Bref, tout augmente, surtout les excès des discours médiatiques. Et sauf mes revenus, qui tendent à stagner ou à régresser…


[1] Sans compter qu'une partie importante des étrangers «irréguliers» sont d'anciens «réguliers» transformés en irréguliers par les impérities de l'administration.

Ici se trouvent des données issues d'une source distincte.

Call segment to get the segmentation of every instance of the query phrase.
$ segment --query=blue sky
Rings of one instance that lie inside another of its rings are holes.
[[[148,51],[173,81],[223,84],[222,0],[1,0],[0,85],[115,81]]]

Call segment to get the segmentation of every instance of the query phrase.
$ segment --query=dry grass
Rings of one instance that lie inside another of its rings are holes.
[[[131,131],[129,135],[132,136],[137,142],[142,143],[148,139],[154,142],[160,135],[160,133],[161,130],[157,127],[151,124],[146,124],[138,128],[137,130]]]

[2] Mais ce «chiffre de la délinquance» est assez douteux: il recense seulement (en théorie) le nombre de signalements d'incidents auprès de la police et de la gendarmerie ayant fait l'objet d'une transmission à la justice; ce qui pose deux problèmes (enfin, bien plus de deux, notamment le fameux «chiffre noir» des actes «de délinquance» pour lesquels les victimes n'ont pas porté plainte, la validité de la qualification de «délinquance» aux actes recensés par cette statistique, etc., mais du moins, deux pour ce qui est de la quantité): d'abord, on ne connaît pas la proportion de ces actes sans suite, car la transmission d'un cas vers les tribunaux n'induit pas automatiquement une sanction — en fait, ce qu'on peut connaître des chiffres de la justice tend à indiquer que nombre de comportements considérés «délinquants» par la force publique ne sont pas perçus tels par la justice —; ensuite, on ne connaît pas le nombre de plaintes déposées directement devant les tribunaux ayant donné suite à une sanction pénale ou correctionnelle sur des actes de délinquance.

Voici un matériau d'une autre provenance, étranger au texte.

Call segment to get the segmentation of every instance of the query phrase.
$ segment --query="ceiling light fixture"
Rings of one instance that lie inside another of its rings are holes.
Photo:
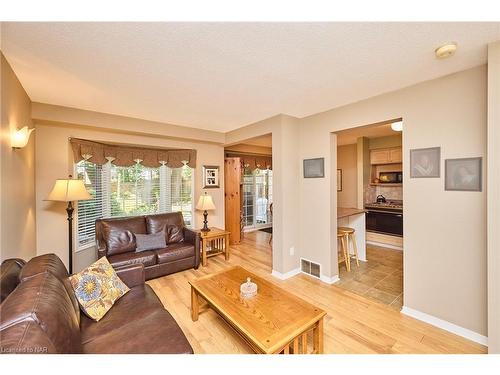
[[[457,50],[457,43],[450,42],[438,47],[434,50],[436,57],[438,59],[446,59],[447,57],[453,56]]]
[[[391,124],[391,129],[394,130],[395,132],[402,132],[403,131],[403,121],[399,120],[399,121],[393,122]]]

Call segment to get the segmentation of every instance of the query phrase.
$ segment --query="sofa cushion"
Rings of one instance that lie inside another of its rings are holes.
[[[148,233],[165,233],[167,244],[184,241],[184,218],[181,212],[146,216]]]
[[[142,319],[163,305],[149,285],[136,286],[120,298],[113,308],[100,321],[82,315],[80,331],[82,344],[86,344],[98,337],[105,336],[115,329],[121,329],[130,322]]]
[[[70,281],[83,312],[95,321],[101,320],[114,303],[130,290],[105,257],[70,276]]]
[[[35,324],[57,353],[79,353],[80,319],[76,315],[64,285],[53,274],[44,272],[23,280],[0,305],[0,330],[9,330],[7,339],[10,342],[22,342],[20,335],[25,331],[11,330],[11,327]],[[34,329],[34,332],[41,335],[39,330]],[[35,339],[37,342],[47,341],[40,337]]]
[[[66,270],[66,266],[62,260],[56,254],[43,254],[31,258],[21,270],[19,280],[23,281],[44,272],[51,273],[57,277],[61,283],[63,283],[64,288],[66,289],[66,292],[68,292],[68,296],[73,303],[75,314],[80,317],[80,307],[78,306],[78,300],[76,299],[75,292],[71,287],[71,282],[68,279],[68,271]]]
[[[107,256],[135,251],[137,244],[134,233],[146,234],[143,216],[101,219],[96,222],[100,236],[106,244]]]
[[[84,353],[192,354],[186,336],[166,310],[157,310],[83,345]]]
[[[167,246],[165,234],[163,232],[152,234],[135,234],[137,248],[135,251],[161,249]]]
[[[0,302],[16,289],[24,263],[20,259],[7,259],[0,266]]]
[[[179,259],[194,257],[194,246],[188,243],[173,243],[166,248],[154,250],[158,263],[168,263]]]
[[[156,254],[152,250],[117,254],[109,256],[108,261],[115,268],[140,263],[144,264],[144,267],[148,267],[156,264]]]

[3] Incidemment, ceci montre l'inutilité de la nouvelle loi concernant les mineurs de 10 à 13 ans relativement à leur mise en cause: la justice avait déjà les moyens de le faire. Les fameuses ordonnances de 1945, comme tout juriste le sait (et tout Français est juriste, puisqu'il n'ignore pas la loi…), n'empêchent pas la mise en cause des mineurs, mais font primer l'éducation sur la sanction. Mais le législateur a l'habitude depuis quelques temps de multiplier les lois légiférant sur ce qui ressort de législations antérieures, voir le cas de la «loi rave parties», alors que les conditions de sa réalisation ressortaient de plusieurs lois existantes (pénétration dans une propriété privée sans autorisation du propriétaire, non déclaration d'une organisation de spectacle, non respect des règles de sécurité pour les spectacles, etc.).

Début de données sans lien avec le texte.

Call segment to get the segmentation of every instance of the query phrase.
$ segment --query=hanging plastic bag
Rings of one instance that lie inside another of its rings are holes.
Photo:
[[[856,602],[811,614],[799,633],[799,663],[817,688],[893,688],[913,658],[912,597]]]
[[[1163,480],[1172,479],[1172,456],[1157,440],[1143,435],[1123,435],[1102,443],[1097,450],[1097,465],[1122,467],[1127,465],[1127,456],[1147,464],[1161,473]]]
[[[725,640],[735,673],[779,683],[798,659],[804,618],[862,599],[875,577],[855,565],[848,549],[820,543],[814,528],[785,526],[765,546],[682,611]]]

[4] Certains mauvais esprits graphient «caca-rente»…
[5] Expression douteuse: la «barre» en question n'est en rien «symbolique», je veux dire, on ne peut pas lui attacher un symbole convenu et signifiant, personne ne connaît «le symbole de la barre des 4 millions»; d'ailleurs, cette métaphore de «la barre» n'a pas de sens dans le contexte: il n'y a pas une «échelle du nombre de délits», avec une barre «à un million», «à deux millions», etc., chaque «barre» donnant un sens spécifique à «la délinquance», une sorte d'échelle de Richter de l'infraction; on devrait dire quelque chose comme, pour la première fois le nombre de délits recensés dépasse les quatre millions, ce qui est symboliquement fort, mais pour les médias, je crois que c'est trop neutre, pas assez sentimental… Au passage, on ne devrait pas parler du «chiffre de la délinquance», mais de celui du nombre d'infractions constatées transmises à la justice.
[6] A laquelle contribue d'ailleurs Le Monde, mais c'est typique des médias: ils vont consacrer cinq sujets à une de ces «polémiques lancinantes», et un cinquième pour regretter les excés des médias sur ladite. Si vous pouvez consulter par exemple la collection du Monde de 1998, vous verrez que, au moins quatre jours par semaine, il consacrait trois à cinq pages à «l'affaire Lewinsky» (devenue le «Monicagate»), plus une demi-page à une page au traitement excessif de cette affaire par les médias…
[7] Vous remarquerez la différence entre un «spécialiste» et un journaliste: comme je le remarquais, et comme le dit ici Bruno Aubusson de Cavarlay, il ne s'agit pas du «chiffre de la délinquance» mais «du chiffre des crimes et délits recensés».